Operating across about 1000 hectares of land, the Hicks family run a mixed farming operation with a pasture to crop ratio of two-thirds pasture to one-third crop. "We have canola, oats and wheat in, both grain and grazing crops," she said.

The Hicks family were lucky enough to get under some rain this year, and got urea out before the falls, which allowed them to feed their stock on grazing crops and pastures.

"Steve likes to sow early, and with rain in early February the bulk of the grazing crop was in quickly," she said. "We normally secure 100 to 140 tonne of barley annually to either feed ewes during joining and/or lambing, and any excess goes to the lambs for fattening."

They have been farming at Woodlands since 2006, but their sheep breeding enterprise kicked off much earlier from 1997.

This year they joined approximately 3000 ewes, lambing from April onwards.

The Hicks family has been utilising Kegra Border Leicester and Felix Poll Dorset bloodlines for 10 years, and select early maturing rams with good eye muscle and fat cover to use over their breeding ewes.

"We buy in Merino ewes annually to breed our first cross ewe lambs.
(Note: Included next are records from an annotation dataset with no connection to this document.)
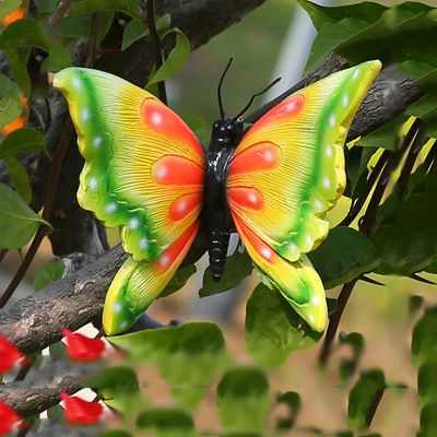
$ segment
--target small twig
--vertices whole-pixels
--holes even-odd
[[[154,0],[146,0],[146,10],[147,10],[147,27],[149,32],[152,37],[152,44],[153,44],[153,51],[155,55],[155,64],[156,64],[156,71],[160,70],[160,68],[164,63],[163,59],[163,48],[161,46],[161,38],[156,29],[156,23],[155,23],[155,1]],[[157,83],[157,91],[160,94],[160,99],[163,102],[165,105],[167,105],[167,91],[165,87],[165,81],[161,81]]]
[[[411,277],[412,280],[422,282],[422,283],[427,284],[427,285],[437,285],[435,282],[429,281],[429,280],[427,280],[426,277],[420,276],[417,273],[412,273],[412,274],[410,275],[410,277]]]
[[[56,25],[64,17],[67,10],[70,8],[71,1],[72,0],[62,0],[59,3],[58,9],[55,11],[55,13],[48,20],[48,23],[47,23],[48,32],[52,32],[52,29],[56,27]]]
[[[376,214],[378,211],[378,206],[382,200],[383,193],[386,192],[386,188],[387,188],[387,184],[390,179],[390,175],[398,167],[402,156],[406,153],[412,141],[416,137],[418,129],[420,129],[420,122],[418,122],[418,120],[415,120],[413,122],[411,129],[409,130],[408,134],[403,139],[401,147],[397,152],[392,153],[389,156],[387,164],[385,165],[385,167],[382,169],[381,176],[379,177],[378,182],[375,187],[375,190],[371,194],[371,198],[370,198],[370,201],[366,209],[366,212],[363,215],[362,220],[359,221],[359,232],[362,234],[369,236],[371,226],[374,224],[374,221],[375,221],[375,217],[376,217]],[[324,335],[323,344],[322,344],[320,355],[319,355],[319,363],[322,366],[324,366],[329,359],[329,356],[331,354],[332,343],[335,339],[336,330],[340,324],[340,320],[343,316],[343,312],[347,305],[349,298],[351,297],[351,294],[352,294],[357,281],[358,281],[358,277],[355,277],[351,282],[344,284],[340,292],[339,299],[338,299],[338,309],[335,312],[333,312],[331,315],[327,334]]]
[[[378,392],[376,393],[376,397],[374,399],[374,402],[371,402],[371,405],[370,405],[369,410],[367,411],[367,414],[366,414],[367,427],[369,427],[371,425],[371,421],[375,417],[375,413],[378,410],[379,403],[381,402],[385,391],[386,391],[386,388],[381,388],[378,390]]]
[[[426,172],[430,170],[430,167],[433,166],[433,163],[434,163],[436,156],[437,156],[437,140],[435,140],[434,144],[432,145],[432,147],[424,161],[424,168]]]
[[[88,42],[88,52],[86,55],[85,67],[92,67],[97,56],[98,36],[98,14],[94,12],[91,19],[91,32]]]
[[[366,276],[365,274],[361,275],[359,279],[361,279],[362,281],[368,282],[369,284],[373,284],[373,285],[381,285],[381,286],[385,286],[385,285],[386,285],[385,283],[379,282],[379,281],[377,281],[377,280],[374,280],[373,277]]]
[[[387,163],[389,154],[390,152],[383,151],[381,156],[379,156],[378,162],[376,163],[374,169],[371,170],[369,177],[367,178],[366,187],[362,196],[354,202],[349,214],[344,217],[343,222],[341,223],[341,226],[349,226],[359,214],[359,211],[366,203],[367,197],[370,194],[371,189],[374,188],[376,181],[378,180],[382,172],[383,166]]]
[[[418,128],[416,131],[416,135],[414,137],[414,140],[411,144],[409,154],[406,155],[405,163],[403,165],[401,175],[399,176],[399,196],[402,199],[410,179],[411,172],[413,170],[414,164],[417,160],[417,155],[422,149],[423,142],[424,142],[424,133],[425,133],[425,128],[422,122],[418,122]]]

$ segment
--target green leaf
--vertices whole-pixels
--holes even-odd
[[[228,432],[262,432],[269,404],[269,381],[258,368],[227,370],[217,386],[218,416]]]
[[[338,8],[323,7],[307,0],[298,0],[298,3],[308,13],[317,31],[320,31],[320,28],[327,23],[335,23],[347,17],[363,19],[368,22],[374,22],[378,20],[387,9],[379,3],[368,1]]]
[[[196,273],[196,265],[186,265],[182,269],[177,270],[176,274],[170,279],[170,282],[160,294],[160,297],[169,296],[180,290],[187,281]]]
[[[46,150],[46,139],[35,129],[22,128],[11,132],[0,143],[0,157],[15,156],[19,153],[38,149]]]
[[[16,11],[21,7],[21,3],[22,0],[2,0],[0,4],[0,21]]]
[[[437,307],[428,309],[413,329],[411,361],[413,366],[434,361],[437,356]]]
[[[26,168],[14,156],[4,158],[4,164],[8,167],[9,177],[15,191],[26,201],[31,202],[32,188],[28,180]]]
[[[150,35],[149,27],[140,20],[132,19],[125,27],[121,50],[126,50],[134,42]]]
[[[417,394],[421,406],[437,402],[437,361],[424,363],[418,368]]]
[[[357,430],[368,426],[368,413],[385,388],[386,378],[381,370],[371,369],[362,375],[349,397],[350,428]]]
[[[49,226],[15,191],[0,184],[0,248],[22,248],[42,224]]]
[[[146,87],[174,76],[176,72],[185,64],[185,61],[187,60],[188,55],[191,51],[190,40],[181,31],[175,27],[168,31],[164,36],[170,33],[176,34],[176,45],[168,54],[168,57],[164,61],[162,67],[149,80]]]
[[[378,209],[370,236],[380,260],[376,273],[410,276],[436,261],[436,192],[437,175],[417,170],[403,199],[395,191]]]
[[[346,226],[331,229],[328,238],[309,253],[309,259],[326,288],[344,284],[379,263],[370,239]]]
[[[409,297],[409,315],[411,319],[418,314],[424,304],[425,299],[423,298],[423,296],[413,294]]]
[[[69,8],[69,15],[90,14],[101,11],[120,11],[137,17],[140,14],[139,0],[79,0]]]
[[[312,345],[320,334],[300,319],[280,293],[259,284],[247,302],[245,338],[252,357],[275,368],[293,351]]]
[[[250,275],[252,269],[252,261],[248,253],[246,251],[241,253],[235,250],[231,257],[226,258],[225,271],[218,282],[212,279],[211,267],[205,269],[203,273],[203,285],[199,291],[199,296],[212,296],[235,288]]]
[[[40,290],[45,288],[52,282],[59,281],[62,277],[64,270],[66,270],[64,263],[59,260],[51,261],[48,264],[46,264],[35,275],[34,280],[35,292],[39,292]]]
[[[361,138],[358,144],[364,147],[382,147],[390,151],[398,150],[401,144],[400,132],[406,119],[408,117],[404,114],[392,118],[377,130]]]
[[[156,437],[196,436],[191,416],[182,410],[170,406],[149,408],[137,421],[138,429],[153,433]]]
[[[214,323],[185,323],[108,340],[126,349],[133,359],[155,363],[175,400],[194,406],[227,363],[222,331]]]
[[[437,435],[437,401],[427,403],[421,411],[421,432],[417,437]]]
[[[286,429],[292,429],[296,418],[302,410],[302,399],[300,394],[296,391],[286,391],[281,393],[276,398],[277,404],[285,404],[288,409],[287,417],[281,417],[276,421],[275,428],[277,430],[284,432]]]
[[[110,366],[83,381],[82,386],[98,390],[104,399],[132,395],[140,391],[137,374],[131,367]]]
[[[4,74],[0,74],[0,129],[23,111],[23,91]],[[0,145],[1,146],[1,145]]]
[[[352,357],[342,358],[340,362],[340,380],[345,385],[358,368],[358,363],[365,347],[365,341],[359,332],[340,332],[339,339],[340,344],[346,344],[352,349]]]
We sell the top 400 ewe lambs every year preg-tested in lamb, and keep the balance of 200 to 250 for ourselves as replacements," she said.

The bulk of the lambs produced at Woodlands go to Coles at Gundagai in a small spread at maximum weights, targeting the 24 to 26kg carcase weight.

"The balance, if the season is kind, more often than not go to Goulburn (Southern Meats) abattoirs," Ms Hicks said. "We rarely sell through the yards, except cull sheep."

The Hicks family also recently sold first cross ewe lambs scanned 165 per cent in lamb to a repeat buyer.

They are expected to lamb at 17 months of age.